Pair Corralation between Sp 500 and Sentinel Small
Assuming the 90 days horizon Sp 500 is expected to generate 1.14 times less return on investment than Sentinel Small. But when comparing it to its historical volatility, Sp 500 Index is 1.05 times less risky than Sentinel Small. It trades about 0.06 of its potential returns per unit of risk. Sentinel Small Pany is currently generating about 0.07 of returns per unit of risk over similar time horizon. If you would invest 480.00 in Sentinel Small Pany on September 12, 2024 and sell it today you would earn a total of 187.00 from holding Sentinel Small Pany or generate 38.96% return on investment over 90 days.

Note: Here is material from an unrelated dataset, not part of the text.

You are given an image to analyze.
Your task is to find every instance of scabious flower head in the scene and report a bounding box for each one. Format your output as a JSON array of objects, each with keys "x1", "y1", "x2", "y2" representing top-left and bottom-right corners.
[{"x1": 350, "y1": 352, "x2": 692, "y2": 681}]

Time Period | 3 Months [change] |
Direction | Moves Together |
Strength | Insignificant |
Accuracy | 100.0% |
Values | Daily Returns |
Sp 500 Index vs. Sentinel Small Pany
Performance |
Timeline |
Sp 500 Index |
Sentinel Small Pany |
Sp 500 and Sentinel Small Volatility Contrast
Predicted Return Density |
Returns |
Pair Trading with Sp 500 and Sentinel Small
The main advantage of trading using opposite Sp 500 and Sentinel Small positions is that it hedges away some unsystematic risk. Because of two separate transactions, even if Sp 500 position performs unexpectedly, Sentinel Small can make up some of the losses. Pair trading also minimizes risk from directional movements in the market. For example, if an entire industry or sector drops because of unexpected headlines, the short position in Sentinel Small will offset losses from the drop in Sentinel Small's long position.Sp 500 vs. Sp Midcap Index | Sp 500 vs. Sp Smallcap Index | Sp 500 vs. Deutsche Equity 500 | Sp 500 vs. Dreyfus Institutional Sp |
Sentinel Small vs. Sp Midcap Index | Sentinel Small vs. Sp 500 Index | Sentinel Small vs. Nasdaq 100 Index Fund | Sentinel Small vs. Deutsche Sp 500 |
Check out your portfolio center.Note that this page's information should be used as a complementary analysis to find the right mix of equity instruments to add to your existing portfolios or create a brand new portfolio. You can also try the Portfolio Holdings module to check your current holdings and cash postion to detemine if your portfolio needs rebalancing.